Sunday, July 25, 2010

Sense of unease gripping Wall Street

by Tom Petruno Los Angeles Times July 17, 2010 12:00 AM

Investors in stock mutual funds couldn't have asked for a smoother ride higher in the 12 months through March. But that just made the second-quarter market sell-off all the more jarring.

Most equity funds lost 9 to 14 percent in the three months that ended June 30, halting a winning streak that had lifted the average U.S. stock fund nearly 50 percent over the previous four quarters.

It wasn't that investors were unprepared for a pullback. Everyone knew the stock market would "correct" at some point. But many thought the catalyst would be rising interest rates triggered by a V-shaped economic recovery.

Instead, the mood turned grim as a rapid pileup of bad news - the government-debt crisis in Europe, a shocking lack of job growth in the U.S., the Gulf of Mexico oil-spill catastrophe and more - fueled fresh doubts about the global economy's ability to sustain its recovery.

A report released Friday showed that consumer confidence fell in July to its lowest point in nearly a year.
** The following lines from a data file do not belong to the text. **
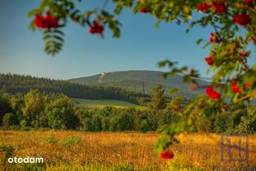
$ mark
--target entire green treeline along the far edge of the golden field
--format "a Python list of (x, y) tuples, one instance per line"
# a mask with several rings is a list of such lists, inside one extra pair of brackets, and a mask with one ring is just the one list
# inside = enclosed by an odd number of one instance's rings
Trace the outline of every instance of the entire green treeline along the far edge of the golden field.
[[(30, 90), (24, 95), (0, 94), (2, 129), (77, 129), (83, 131), (155, 131), (162, 125), (179, 122), (179, 99), (166, 103), (161, 87), (154, 89), (147, 110), (104, 107), (74, 107), (64, 94), (42, 94)], [(157, 97), (159, 99), (157, 99)], [(256, 131), (256, 107), (237, 106), (225, 113), (198, 118), (195, 132), (252, 134)]]

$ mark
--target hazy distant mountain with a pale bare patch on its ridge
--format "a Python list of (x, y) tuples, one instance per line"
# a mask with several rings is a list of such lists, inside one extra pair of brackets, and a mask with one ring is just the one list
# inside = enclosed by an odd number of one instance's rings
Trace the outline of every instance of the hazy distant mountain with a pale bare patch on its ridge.
[[(74, 78), (69, 81), (88, 85), (114, 86), (138, 93), (144, 91), (146, 94), (149, 94), (152, 88), (160, 83), (166, 92), (169, 92), (170, 88), (178, 88), (179, 93), (188, 98), (204, 92), (204, 89), (196, 92), (189, 91), (188, 85), (183, 83), (183, 76), (180, 75), (176, 75), (174, 78), (168, 77), (164, 80), (162, 78), (163, 73), (157, 71), (104, 72), (91, 77)], [(198, 82), (203, 86), (209, 85), (208, 81), (198, 80)]]

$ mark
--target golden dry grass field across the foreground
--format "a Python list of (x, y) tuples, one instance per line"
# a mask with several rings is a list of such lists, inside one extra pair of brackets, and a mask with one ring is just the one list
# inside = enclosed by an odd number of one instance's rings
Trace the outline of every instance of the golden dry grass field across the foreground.
[[(153, 150), (153, 133), (0, 131), (0, 170), (212, 170), (256, 164), (256, 135), (249, 136), (249, 162), (222, 162), (220, 136), (189, 134), (162, 160)], [(14, 147), (14, 151), (8, 149)], [(43, 157), (44, 164), (7, 164), (8, 156)], [(225, 169), (227, 170), (227, 169)], [(231, 169), (234, 170), (234, 169)]]

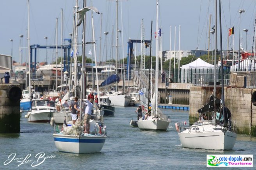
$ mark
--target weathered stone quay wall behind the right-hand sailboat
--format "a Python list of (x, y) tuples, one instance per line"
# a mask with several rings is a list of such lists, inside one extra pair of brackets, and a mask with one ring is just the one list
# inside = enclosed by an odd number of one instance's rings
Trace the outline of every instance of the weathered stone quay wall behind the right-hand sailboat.
[[(252, 94), (256, 89), (242, 87), (225, 87), (225, 106), (232, 114), (232, 121), (236, 123), (237, 133), (256, 136), (256, 106), (252, 104)], [(213, 87), (190, 88), (189, 121), (199, 118), (198, 109), (208, 103)], [(217, 87), (216, 96), (220, 99), (221, 88)], [(209, 115), (208, 115), (209, 116)]]

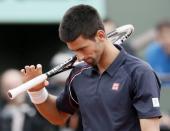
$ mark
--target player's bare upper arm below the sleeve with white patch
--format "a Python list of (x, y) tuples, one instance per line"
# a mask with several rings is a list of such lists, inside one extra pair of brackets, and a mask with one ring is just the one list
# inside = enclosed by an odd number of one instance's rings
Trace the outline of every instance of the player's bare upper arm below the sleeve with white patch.
[(159, 118), (140, 119), (141, 131), (160, 131)]

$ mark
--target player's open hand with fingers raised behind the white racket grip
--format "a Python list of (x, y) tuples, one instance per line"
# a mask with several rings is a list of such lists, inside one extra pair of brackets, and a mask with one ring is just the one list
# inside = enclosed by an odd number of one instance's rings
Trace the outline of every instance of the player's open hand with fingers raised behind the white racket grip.
[[(41, 75), (42, 74), (42, 66), (40, 64), (38, 64), (36, 67), (34, 65), (25, 66), (25, 69), (21, 69), (21, 73), (23, 76), (23, 82), (25, 83), (25, 82), (33, 79), (34, 77)], [(43, 83), (29, 89), (29, 91), (30, 92), (39, 91), (48, 85), (49, 85), (49, 82), (46, 80)]]

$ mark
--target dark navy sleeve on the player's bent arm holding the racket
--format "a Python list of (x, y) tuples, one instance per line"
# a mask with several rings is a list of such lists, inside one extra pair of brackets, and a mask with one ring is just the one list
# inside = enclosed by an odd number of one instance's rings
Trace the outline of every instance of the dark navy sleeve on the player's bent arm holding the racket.
[(71, 86), (71, 75), (70, 75), (66, 81), (65, 89), (58, 96), (56, 100), (57, 108), (60, 111), (73, 114), (78, 109), (78, 104), (74, 101), (75, 99), (77, 100), (77, 98), (75, 97), (76, 97), (75, 92), (73, 90), (73, 87)]

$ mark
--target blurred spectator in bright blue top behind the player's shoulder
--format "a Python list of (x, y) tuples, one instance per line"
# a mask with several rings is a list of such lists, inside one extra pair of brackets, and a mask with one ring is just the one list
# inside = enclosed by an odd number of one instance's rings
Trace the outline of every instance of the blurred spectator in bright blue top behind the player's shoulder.
[(146, 60), (158, 73), (162, 84), (170, 84), (170, 21), (156, 27), (156, 38), (146, 49)]

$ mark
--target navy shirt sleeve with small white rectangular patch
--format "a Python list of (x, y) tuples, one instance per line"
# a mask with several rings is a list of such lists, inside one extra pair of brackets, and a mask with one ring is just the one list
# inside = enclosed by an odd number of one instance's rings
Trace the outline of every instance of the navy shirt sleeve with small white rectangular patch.
[(133, 87), (133, 106), (140, 119), (161, 117), (160, 81), (150, 68), (136, 70)]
American consumers appear to be having second thoughts about the recovery, clamping down on their spending in May and June.

Equity investors now have to contend with a chorus of well-known economists asserting that deflation and depression are becoming real risks again.

Princeton University economist Paul Krugman became one of the loudest voices, warning in June about a depression. He contends that Europe, Japan and the U.S. should roll out more stimulus money to fill the void left by still-weak private-sector and local-government spending.

Instead, Europe and Japan are pledging to cut government outlays to pare their budget deficits, and pressure is rising on Congress to do the same. Policy makers, Krugman says, are repeating the mistakes of the 1930s.

In the Treasury bond market, a stampede of buying during the quarter showed that some people were taking the deflation/depression talk to heart, much as they did in late 2008.

Painting a dire picture of investors' fears, the benchmark 10-year T-note yield dived to 2.93 percent by the end of June, from nearly 4 percent in early April, as investors rushed for the perceived safety of U.S. bonds.

Given all that, the surprise may be that stocks didn't fare worse. Losses in most of the world's stock markets have stayed within the limits of a classic short-term correction, meaning a 10 to 20 percent drop from the highs reached in early spring.

By Wall Street's traditional yardstick, it takes a decline of more than 20 percent to mark a new bear market.

The Standard & Poor's 500 index of big-name stocks dropped 16 percent from its second-quarter peak of 1,217.28 on April 23 to its recent low of 1,022.58 on July 2.

In July, the selling has abated and indexes have risen. The S&P 500 is still up more than 60 percent from the 12-year low reached in March 2009.

Foreign-stock funds, which on average fell more sharply than domestic funds in the second quarter because of Europe's government-debt woes and the dollar's strength, have been outperforming domestic funds over the past few weeks, partly because of a reversal in the dollar.

With the stock market's losses modest so far - certainly compared with the crash of 2008-09 - investors who fear the economy will crumble have time to rethink their tolerance for risk.

The good news is that basic portfolio diversification worked well in the first half. Bond mutual funds, which saw record inflows of cash in 2009 as many Americans sought to play it safer with their nest eggs, mostly scored total returns of 2.5 to 5 percent in the first six months, according to Morningstar Inc.